In the study, responsiveness was assessed in terms of Guyatt’s responsiveness ratio and a ROC curve. The most important findings are presented in Table 3 and Figure 1 (see below).

**Table 3.** Mean change scores (SD) and responsiveness ratios for the SDQ and PSS after 1 and 6 months.

* Substitution of missing values was conducted for patients reporting complete recovery: for 74 patients at one month (PSS only) and for 157 patients at six months (PSS and SDQ),

† Responsivess ratio: the ratio of the mean change score in clinically improved patients to the variability (SD) of change in scores in clinically stable patients.

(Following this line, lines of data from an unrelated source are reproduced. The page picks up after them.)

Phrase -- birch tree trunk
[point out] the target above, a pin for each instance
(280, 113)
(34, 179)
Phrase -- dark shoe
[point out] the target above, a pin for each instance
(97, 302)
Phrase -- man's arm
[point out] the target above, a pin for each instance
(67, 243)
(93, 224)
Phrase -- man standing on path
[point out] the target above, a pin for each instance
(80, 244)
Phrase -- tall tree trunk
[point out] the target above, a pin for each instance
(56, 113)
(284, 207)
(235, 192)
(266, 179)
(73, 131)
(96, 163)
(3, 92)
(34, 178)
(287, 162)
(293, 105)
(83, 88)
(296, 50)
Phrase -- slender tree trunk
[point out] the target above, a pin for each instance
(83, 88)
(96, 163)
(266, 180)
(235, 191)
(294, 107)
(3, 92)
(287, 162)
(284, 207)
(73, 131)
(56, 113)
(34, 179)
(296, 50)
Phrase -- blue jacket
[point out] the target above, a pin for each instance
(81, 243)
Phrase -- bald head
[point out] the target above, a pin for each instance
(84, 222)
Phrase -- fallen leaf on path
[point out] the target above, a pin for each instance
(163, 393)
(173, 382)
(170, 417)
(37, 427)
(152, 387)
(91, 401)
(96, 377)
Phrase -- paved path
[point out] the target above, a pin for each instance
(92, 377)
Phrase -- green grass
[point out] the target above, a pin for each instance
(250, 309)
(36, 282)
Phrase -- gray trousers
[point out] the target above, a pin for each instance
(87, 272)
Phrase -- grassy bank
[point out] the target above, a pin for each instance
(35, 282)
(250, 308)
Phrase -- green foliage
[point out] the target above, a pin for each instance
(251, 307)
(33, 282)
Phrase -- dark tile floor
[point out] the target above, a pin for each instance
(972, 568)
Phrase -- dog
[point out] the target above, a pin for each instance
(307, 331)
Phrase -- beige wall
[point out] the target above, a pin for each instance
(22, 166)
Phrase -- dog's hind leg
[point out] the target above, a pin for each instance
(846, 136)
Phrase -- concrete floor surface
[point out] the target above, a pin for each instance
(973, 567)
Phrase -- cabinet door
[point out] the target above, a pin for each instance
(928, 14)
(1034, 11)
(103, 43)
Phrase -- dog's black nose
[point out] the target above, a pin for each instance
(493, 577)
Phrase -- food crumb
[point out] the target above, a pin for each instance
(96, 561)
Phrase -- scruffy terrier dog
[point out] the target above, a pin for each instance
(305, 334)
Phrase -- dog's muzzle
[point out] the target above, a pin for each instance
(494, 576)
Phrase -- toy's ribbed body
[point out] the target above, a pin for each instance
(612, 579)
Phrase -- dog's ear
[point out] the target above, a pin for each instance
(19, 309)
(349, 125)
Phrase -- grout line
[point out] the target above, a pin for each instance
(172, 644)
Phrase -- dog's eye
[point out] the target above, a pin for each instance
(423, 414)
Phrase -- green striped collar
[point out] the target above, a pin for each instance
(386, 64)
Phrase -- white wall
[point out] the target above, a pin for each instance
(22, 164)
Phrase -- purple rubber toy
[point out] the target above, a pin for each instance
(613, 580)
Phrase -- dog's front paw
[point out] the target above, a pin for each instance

**Figure 1.** ROC curves for change scores of the SDQ, PSS and FSQ at 1 month.

Note: True positive rate (sensitivity) and false positive rate (100-specificity) are for discriminating between patients reporting clinical improvement or clinical stability. Potential cut off points for the SDQ-change-score = 18.75: sensitivty 74%, specificity 77% (optimal trade off); SDQ-change-score = 40: (mean change in clinically improved patients) sensitivity 46%, specificity 98%.

*Questions*

2.1 How were the responsiveness ratios for the SDQ and PSS calculated? Can you check these calculations using the presented data?

2.2 Calculate the smallest detectable change (SDC) and the limits of agreement (LOA) for the SDQ after the one-month follow-up. Clarify the possible difference between these two measures and explain which one you prefer in this case.

2.3 What do think about the chosen external criterion? How would the SDC and responsiveness ratio change if the category ‘little improvement’ was considered ‘clinical improvement’?

2.4 On the basis of the data in Table 3, draw an anchor-based MIC distribution after one month for the SDQ: distribution of scores for the group without clinically relevant improvement or deterioration and distribution of scores for the group with clinically relevant improvement.

2.5 Estimate the MIC value with optimal sensitivity and specificity for the SDQ using the ROC curve.

2.6 How would the MIC value change if the category ‘little improvement’ was considered ‘clinical improvement’?